Os tipos de mercadorias apreendidas e a maneira como são comercializadas mostram que, infelizmente, pouco resta da ideia original do evento. A Feira da Barganha surgiu no final dos anos 1970 como um dos projetos implantados pelo então secretário de Educação e Saúde do município, Luiz Almeida Marins Filho. A ideia de Marins, um antropólogo conhecedor das tradições sorocabanas, era proporcionar um encontro semanal entre pessoas que quisessem trocar objetos pessoais e usados, peças de artesanato e eventualmente vendê-los, como ocorre em várias cidades do mundo. No Brasil também existem em cidades com forte tradição comercial. A Feira da Barganha de Taubaté tem 150 anos.
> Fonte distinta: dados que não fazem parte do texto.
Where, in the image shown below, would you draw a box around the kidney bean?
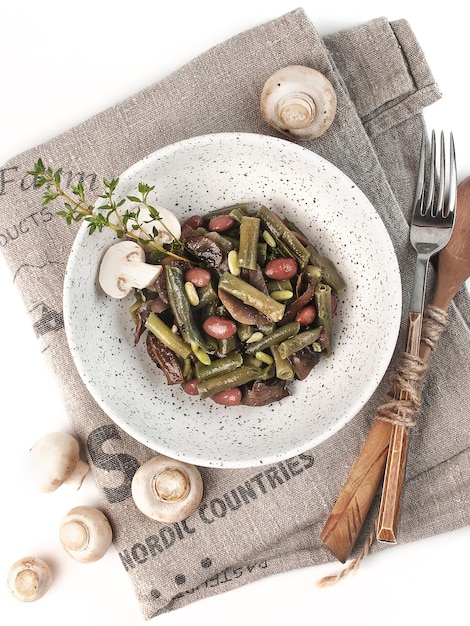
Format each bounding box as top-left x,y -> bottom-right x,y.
209,215 -> 235,233
183,378 -> 199,396
185,215 -> 204,229
211,387 -> 242,406
331,293 -> 338,315
202,315 -> 237,339
184,267 -> 211,287
264,257 -> 297,280
295,304 -> 317,326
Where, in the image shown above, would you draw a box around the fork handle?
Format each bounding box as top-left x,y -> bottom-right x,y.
377,312 -> 423,543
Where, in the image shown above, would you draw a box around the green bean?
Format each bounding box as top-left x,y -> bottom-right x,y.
270,346 -> 294,380
145,312 -> 191,359
307,244 -> 346,293
278,326 -> 322,359
229,204 -> 252,223
257,206 -> 310,270
304,265 -> 322,283
194,354 -> 243,382
165,265 -> 205,350
256,242 -> 268,267
217,334 -> 240,355
238,215 -> 260,270
195,282 -> 219,309
202,202 -> 249,223
314,283 -> 333,356
237,323 -> 254,341
266,279 -> 292,293
197,365 -> 263,398
219,272 -> 286,322
245,322 -> 300,354
206,231 -> 238,252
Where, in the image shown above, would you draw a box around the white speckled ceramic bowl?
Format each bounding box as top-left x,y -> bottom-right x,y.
64,133 -> 401,467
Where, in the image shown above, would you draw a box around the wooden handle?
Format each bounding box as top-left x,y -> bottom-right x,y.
377,313 -> 422,543
320,420 -> 392,563
320,310 -> 429,563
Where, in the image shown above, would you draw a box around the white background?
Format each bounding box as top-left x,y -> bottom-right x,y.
0,0 -> 470,626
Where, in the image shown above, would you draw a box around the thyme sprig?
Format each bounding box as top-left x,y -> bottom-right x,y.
28,158 -> 188,261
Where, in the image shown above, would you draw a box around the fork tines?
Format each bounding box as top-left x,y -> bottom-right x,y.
414,130 -> 457,217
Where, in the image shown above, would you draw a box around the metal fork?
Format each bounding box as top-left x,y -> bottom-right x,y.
377,131 -> 457,543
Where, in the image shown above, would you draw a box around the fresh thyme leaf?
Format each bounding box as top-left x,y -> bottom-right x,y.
28,158 -> 192,261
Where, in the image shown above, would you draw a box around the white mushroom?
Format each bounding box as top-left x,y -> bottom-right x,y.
7,556 -> 52,602
98,241 -> 162,298
127,205 -> 181,244
260,65 -> 336,141
59,506 -> 113,563
132,454 -> 203,524
30,432 -> 89,492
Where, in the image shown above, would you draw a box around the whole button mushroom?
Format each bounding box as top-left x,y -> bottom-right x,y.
59,506 -> 113,563
30,432 -> 89,492
260,65 -> 336,141
7,556 -> 52,602
132,454 -> 203,524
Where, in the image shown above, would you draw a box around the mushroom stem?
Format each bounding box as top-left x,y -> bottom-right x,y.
277,93 -> 316,129
63,459 -> 90,491
118,253 -> 161,292
153,468 -> 189,502
59,506 -> 113,563
260,65 -> 337,141
30,432 -> 89,492
7,556 -> 52,602
132,454 -> 203,524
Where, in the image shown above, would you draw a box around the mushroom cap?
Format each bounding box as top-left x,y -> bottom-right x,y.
132,454 -> 203,524
30,432 -> 88,492
7,556 -> 52,602
59,506 -> 113,563
127,205 -> 181,244
98,241 -> 162,299
260,65 -> 336,141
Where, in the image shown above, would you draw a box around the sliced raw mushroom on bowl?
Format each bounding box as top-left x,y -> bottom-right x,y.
127,206 -> 181,244
30,432 -> 90,493
260,65 -> 336,141
98,241 -> 162,299
132,454 -> 203,524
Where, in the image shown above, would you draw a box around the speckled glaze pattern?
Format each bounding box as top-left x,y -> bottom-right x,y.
64,133 -> 401,467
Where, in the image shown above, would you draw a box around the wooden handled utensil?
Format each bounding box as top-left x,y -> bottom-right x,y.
377,131 -> 457,543
320,177 -> 470,563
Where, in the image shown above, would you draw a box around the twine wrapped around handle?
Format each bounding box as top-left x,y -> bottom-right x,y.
317,304 -> 449,587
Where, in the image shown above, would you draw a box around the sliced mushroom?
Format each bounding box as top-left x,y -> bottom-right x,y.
132,454 -> 203,524
7,556 -> 52,602
260,65 -> 336,141
59,506 -> 113,563
98,241 -> 162,299
127,206 -> 181,244
30,432 -> 90,492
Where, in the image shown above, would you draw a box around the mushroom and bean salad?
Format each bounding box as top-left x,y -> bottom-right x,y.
100,204 -> 345,406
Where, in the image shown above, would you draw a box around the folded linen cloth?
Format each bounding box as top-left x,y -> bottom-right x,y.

Inicialmente a feira funcionava na praça Frei Baraúna. Como o sucesso foi grande, a praça ficou pequena para tanta gente, gerando reclamações. Foi então transferida para uma área próxima à ponte de Pinheiros de onde foi transferida para a área atual. Com exceção dos primeiros meses de existência, a feira começou a se transformar em local de vendas de produtos contrabandeados e, pior ainda, de objetos de origem duvidosa, o que desvirtuou seu objetivo.
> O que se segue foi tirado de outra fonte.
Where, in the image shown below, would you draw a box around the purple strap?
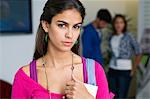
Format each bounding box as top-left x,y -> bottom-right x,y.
30,57 -> 88,83
30,60 -> 37,82
82,57 -> 88,83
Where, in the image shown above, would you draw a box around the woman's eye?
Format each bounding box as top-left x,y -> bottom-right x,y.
73,25 -> 81,29
58,24 -> 65,28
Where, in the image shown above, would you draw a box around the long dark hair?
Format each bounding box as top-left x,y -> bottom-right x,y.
33,0 -> 85,59
112,14 -> 127,35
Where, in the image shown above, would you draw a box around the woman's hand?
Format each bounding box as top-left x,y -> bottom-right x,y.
65,76 -> 94,99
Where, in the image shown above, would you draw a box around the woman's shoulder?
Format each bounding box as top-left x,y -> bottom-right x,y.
22,64 -> 30,76
22,58 -> 42,76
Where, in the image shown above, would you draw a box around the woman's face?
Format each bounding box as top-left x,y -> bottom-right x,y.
114,17 -> 125,33
42,9 -> 82,51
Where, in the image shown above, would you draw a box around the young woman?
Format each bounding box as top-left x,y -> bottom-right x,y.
12,0 -> 113,99
108,14 -> 141,98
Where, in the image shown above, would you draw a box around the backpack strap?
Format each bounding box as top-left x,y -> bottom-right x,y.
86,58 -> 96,86
30,60 -> 38,82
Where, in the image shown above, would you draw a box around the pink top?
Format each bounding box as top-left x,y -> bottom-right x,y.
12,57 -> 114,99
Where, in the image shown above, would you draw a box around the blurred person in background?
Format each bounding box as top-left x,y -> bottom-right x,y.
108,14 -> 142,99
81,9 -> 111,65
12,0 -> 113,99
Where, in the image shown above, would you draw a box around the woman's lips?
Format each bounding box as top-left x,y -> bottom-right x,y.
63,42 -> 72,47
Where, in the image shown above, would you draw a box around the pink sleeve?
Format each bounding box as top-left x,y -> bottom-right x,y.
95,62 -> 114,99
11,69 -> 29,99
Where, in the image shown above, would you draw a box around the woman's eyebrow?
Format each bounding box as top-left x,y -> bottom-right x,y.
57,20 -> 82,25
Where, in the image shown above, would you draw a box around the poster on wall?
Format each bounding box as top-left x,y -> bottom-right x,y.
0,0 -> 32,35
139,0 -> 150,55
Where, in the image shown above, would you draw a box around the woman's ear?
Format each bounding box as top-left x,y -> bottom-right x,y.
41,21 -> 49,33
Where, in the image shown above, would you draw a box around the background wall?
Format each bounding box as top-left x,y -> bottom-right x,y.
0,0 -> 138,83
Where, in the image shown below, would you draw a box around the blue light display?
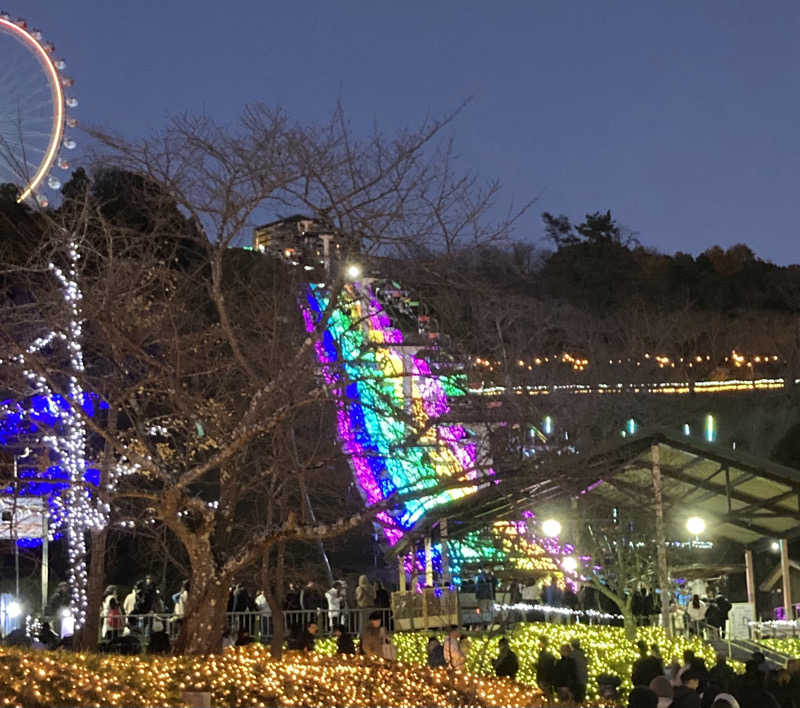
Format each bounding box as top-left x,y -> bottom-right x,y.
0,394 -> 103,548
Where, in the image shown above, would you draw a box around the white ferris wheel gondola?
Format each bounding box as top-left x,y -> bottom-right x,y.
0,12 -> 78,206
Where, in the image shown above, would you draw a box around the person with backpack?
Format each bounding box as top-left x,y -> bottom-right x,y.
493,637 -> 519,681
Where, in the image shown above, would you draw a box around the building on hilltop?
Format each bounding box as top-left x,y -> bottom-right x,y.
253,214 -> 359,272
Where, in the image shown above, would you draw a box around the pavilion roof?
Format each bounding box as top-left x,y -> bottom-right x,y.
392,429 -> 800,554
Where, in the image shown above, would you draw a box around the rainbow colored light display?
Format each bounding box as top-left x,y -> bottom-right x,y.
303,284 -> 493,545
303,283 -> 574,579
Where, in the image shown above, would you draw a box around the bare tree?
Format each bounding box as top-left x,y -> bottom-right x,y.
3,107 -> 515,653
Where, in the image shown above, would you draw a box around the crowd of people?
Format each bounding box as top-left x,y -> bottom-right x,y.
90,575 -> 391,652
628,643 -> 800,708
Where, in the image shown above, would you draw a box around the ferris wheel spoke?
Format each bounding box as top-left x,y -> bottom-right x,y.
0,19 -> 75,199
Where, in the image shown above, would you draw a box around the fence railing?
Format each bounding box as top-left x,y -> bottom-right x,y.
94,607 -> 394,644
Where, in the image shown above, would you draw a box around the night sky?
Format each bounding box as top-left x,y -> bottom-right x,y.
14,0 -> 800,263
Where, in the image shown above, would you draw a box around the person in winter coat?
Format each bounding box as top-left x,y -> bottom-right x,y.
443,625 -> 467,669
100,585 -> 122,638
333,624 -> 356,654
631,639 -> 664,686
428,637 -> 447,669
672,666 -> 703,708
356,575 -> 377,608
493,637 -> 519,681
356,575 -> 376,631
231,583 -> 251,612
686,595 -> 708,635
375,582 -> 392,609
734,659 -> 780,708
325,581 -> 344,627
708,654 -> 736,693
103,595 -> 125,641
553,644 -> 578,702
172,580 -> 189,621
361,612 -> 386,658
570,639 -> 589,703
536,635 -> 556,698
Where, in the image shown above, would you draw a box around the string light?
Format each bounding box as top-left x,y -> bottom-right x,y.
0,623 -> 740,706
0,237 -> 109,627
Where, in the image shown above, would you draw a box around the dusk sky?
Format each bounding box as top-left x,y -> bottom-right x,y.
17,0 -> 800,264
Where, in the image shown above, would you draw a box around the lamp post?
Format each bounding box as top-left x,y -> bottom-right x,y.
11,447 -> 31,602
542,519 -> 561,538
686,516 -> 706,541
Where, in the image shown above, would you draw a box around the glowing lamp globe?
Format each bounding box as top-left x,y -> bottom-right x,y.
686,516 -> 706,536
561,556 -> 578,573
542,519 -> 561,538
345,263 -> 361,280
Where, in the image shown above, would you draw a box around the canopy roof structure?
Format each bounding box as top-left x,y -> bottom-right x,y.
583,431 -> 800,545
393,430 -> 800,554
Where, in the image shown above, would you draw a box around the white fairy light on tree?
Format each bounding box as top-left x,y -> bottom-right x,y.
15,237 -> 109,627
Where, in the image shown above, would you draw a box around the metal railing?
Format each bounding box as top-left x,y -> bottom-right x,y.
92,607 -> 394,649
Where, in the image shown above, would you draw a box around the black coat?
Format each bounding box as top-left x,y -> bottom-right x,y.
336,632 -> 356,654
553,656 -> 580,695
631,656 -> 664,686
494,647 -> 519,679
536,649 -> 556,691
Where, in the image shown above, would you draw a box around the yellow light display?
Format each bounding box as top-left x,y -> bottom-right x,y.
0,623 -> 744,706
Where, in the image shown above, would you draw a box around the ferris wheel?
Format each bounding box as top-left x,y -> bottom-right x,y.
0,12 -> 78,206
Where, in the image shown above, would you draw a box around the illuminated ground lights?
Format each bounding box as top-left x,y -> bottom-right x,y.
0,645 -> 538,707
0,623 -> 742,706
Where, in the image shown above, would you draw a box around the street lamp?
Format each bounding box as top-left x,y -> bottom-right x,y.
542,519 -> 561,538
561,556 -> 578,573
344,263 -> 361,280
686,516 -> 706,536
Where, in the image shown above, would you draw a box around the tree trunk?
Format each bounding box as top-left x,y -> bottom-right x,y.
76,528 -> 108,651
620,607 -> 636,641
175,563 -> 228,654
269,610 -> 286,659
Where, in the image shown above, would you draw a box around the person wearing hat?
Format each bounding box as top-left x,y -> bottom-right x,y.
628,686 -> 660,708
650,676 -> 675,708
711,693 -> 739,708
672,666 -> 703,708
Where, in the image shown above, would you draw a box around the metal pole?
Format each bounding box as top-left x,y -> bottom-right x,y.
780,538 -> 794,620
439,517 -> 450,585
11,455 -> 19,602
650,444 -> 672,639
42,498 -> 50,615
397,556 -> 406,592
744,548 -> 756,611
425,534 -> 433,588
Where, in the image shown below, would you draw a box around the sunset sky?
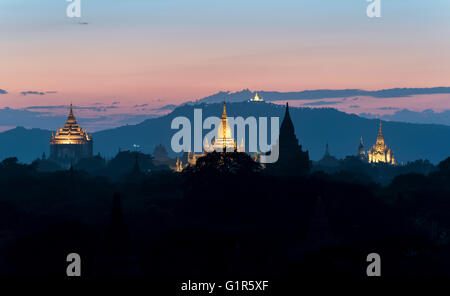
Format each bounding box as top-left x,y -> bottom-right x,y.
0,0 -> 450,127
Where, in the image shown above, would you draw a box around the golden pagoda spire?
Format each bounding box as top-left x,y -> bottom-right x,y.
222,102 -> 227,119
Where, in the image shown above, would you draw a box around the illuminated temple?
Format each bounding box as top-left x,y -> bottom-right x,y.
367,120 -> 396,165
188,103 -> 245,165
249,93 -> 264,102
50,104 -> 93,165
Um decreto assinado pelo então prefeito Antonio Carlos Pannunzio, em fevereiro de 1992, criou um regulamento para o funcionamento da feira. Nesse decreto estão previstos, entre outros itens, um número máximo de participantes, tamanho das barracas, a necessidade de licença para os barganhistas e a proibição expressa da venda de mercadorias novas de qualquer espécie ou resultado de contrabando. O prefeito José Crespo criou também por decreto, no mês de setembro deste ano, uma Câmara Técnica com o objetivo de reestruturar a feira.
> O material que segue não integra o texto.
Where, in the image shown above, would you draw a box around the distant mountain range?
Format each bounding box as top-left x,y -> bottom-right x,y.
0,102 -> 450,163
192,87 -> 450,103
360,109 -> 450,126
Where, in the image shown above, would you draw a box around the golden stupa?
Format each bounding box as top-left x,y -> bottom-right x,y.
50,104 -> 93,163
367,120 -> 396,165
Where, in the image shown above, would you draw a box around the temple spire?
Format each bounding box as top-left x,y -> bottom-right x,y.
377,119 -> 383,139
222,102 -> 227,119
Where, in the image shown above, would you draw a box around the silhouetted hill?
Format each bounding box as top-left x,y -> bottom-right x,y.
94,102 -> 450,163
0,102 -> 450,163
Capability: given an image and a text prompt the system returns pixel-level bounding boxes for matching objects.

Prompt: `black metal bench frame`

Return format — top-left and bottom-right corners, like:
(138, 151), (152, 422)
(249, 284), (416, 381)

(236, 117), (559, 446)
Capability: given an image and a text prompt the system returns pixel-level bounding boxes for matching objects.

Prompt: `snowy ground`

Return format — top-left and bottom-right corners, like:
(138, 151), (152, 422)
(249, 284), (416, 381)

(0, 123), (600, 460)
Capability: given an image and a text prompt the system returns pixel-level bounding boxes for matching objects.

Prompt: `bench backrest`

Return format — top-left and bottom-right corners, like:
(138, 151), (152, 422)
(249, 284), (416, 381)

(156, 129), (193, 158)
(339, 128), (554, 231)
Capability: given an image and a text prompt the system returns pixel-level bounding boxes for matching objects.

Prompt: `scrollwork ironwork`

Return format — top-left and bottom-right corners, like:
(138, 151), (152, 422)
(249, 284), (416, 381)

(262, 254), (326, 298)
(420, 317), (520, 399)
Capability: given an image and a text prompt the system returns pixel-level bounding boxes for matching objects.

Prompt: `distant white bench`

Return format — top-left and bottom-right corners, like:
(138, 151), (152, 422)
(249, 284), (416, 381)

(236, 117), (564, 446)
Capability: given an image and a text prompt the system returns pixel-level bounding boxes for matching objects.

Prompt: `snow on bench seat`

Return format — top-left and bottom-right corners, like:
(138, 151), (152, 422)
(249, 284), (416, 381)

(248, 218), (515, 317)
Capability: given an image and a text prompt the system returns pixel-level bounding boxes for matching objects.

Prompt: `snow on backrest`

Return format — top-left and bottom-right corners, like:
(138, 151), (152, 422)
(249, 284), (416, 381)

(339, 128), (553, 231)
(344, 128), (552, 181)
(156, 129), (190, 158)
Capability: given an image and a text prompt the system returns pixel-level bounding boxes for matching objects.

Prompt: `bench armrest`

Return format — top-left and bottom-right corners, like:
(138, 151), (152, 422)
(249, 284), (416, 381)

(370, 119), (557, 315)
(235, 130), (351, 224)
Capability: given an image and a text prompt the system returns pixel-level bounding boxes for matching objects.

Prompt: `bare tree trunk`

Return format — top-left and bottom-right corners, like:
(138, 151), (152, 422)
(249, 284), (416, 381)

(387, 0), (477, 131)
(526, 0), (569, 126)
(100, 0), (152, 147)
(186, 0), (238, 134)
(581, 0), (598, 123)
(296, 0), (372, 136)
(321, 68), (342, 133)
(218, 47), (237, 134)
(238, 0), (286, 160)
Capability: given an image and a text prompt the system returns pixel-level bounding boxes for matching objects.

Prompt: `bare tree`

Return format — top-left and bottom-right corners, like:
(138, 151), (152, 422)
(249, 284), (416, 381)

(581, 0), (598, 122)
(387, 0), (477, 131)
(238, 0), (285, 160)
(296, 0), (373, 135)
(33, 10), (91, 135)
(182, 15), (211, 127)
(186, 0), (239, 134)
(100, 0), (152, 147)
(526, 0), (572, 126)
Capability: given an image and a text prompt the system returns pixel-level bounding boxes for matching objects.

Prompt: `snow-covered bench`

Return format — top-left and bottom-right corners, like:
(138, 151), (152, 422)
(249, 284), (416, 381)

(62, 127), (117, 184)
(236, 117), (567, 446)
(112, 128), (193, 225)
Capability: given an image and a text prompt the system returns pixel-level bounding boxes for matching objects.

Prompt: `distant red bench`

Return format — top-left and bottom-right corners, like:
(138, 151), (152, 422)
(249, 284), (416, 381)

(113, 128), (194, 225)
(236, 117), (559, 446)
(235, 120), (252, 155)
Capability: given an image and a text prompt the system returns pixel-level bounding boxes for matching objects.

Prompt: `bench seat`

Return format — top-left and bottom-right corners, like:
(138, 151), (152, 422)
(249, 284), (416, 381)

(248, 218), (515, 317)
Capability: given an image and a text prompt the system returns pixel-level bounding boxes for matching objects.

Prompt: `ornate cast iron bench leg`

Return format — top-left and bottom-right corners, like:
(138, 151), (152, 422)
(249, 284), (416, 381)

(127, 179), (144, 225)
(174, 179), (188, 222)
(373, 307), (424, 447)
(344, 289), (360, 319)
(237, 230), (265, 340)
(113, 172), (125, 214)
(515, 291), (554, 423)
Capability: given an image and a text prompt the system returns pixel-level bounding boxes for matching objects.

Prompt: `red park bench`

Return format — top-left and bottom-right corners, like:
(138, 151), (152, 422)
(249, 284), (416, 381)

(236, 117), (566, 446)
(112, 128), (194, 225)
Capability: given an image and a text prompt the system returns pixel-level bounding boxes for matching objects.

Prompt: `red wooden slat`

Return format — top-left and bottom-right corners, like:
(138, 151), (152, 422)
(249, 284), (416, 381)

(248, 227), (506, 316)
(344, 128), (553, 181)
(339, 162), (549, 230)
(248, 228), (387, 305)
A Feira da Barganha cresceu muito nos últimos anos e quem a conhece sabe que ali se encontra de tudo, desde equipamentos e acessórios de automóveis altamente suspeitos até produtos contrabandeados do Paraguai. É evidente que a maioria dos barganheiros trabalha honestamente, mas é uma pena que a feira criada para troca ou venda de objetos usados tenha se transformado tanto. Pelo número de pessoas que atrai e pelo volume do comércio ali realizado, também despertou o interesse de políticos que perceberam seu potencial eleitoral.

Ainda não se sabe exatamente que mudanças a Prefeitura pretende introduzir, mas está correta a Polícia Militar em realizar blitz como a do último domingo. Se não houver uma fiscalização rígida e o controle do que é vendido no local, corremos o risco de ver a feira se transformar em uma espécie de Feira de Acari, também conhecida como “Robauto”, realizada na zona norte do Rio de Janeiro, que começou com a venda de peças de automóveis roubados e nos últimos anos oferece toda sorte de produtos de origem duvidosa, sem ser importunada pelo poder público. Há fortes suspeitas de que o local sirva para venda de cargas roubadas por facções criminosas e os consumidores, sem saber, saem de lá envolvidos no crime de receptação. Além da atuação da PM, fiscalização da Prefeitura e GCM, a Polícia Civil precisa realizar um trabalho sério de investigação com relação a mercadorias vendidas no local e que são suspeitas de ser produto de furto. A feira também não pode se transformar em palanque para políticos sem grandes compromissos com a ética. Somente uma fiscalização rigorosa e constante poderá garantir a sobrevivência da feira, fonte de renda de pessoas que trabalham honestamente no evento.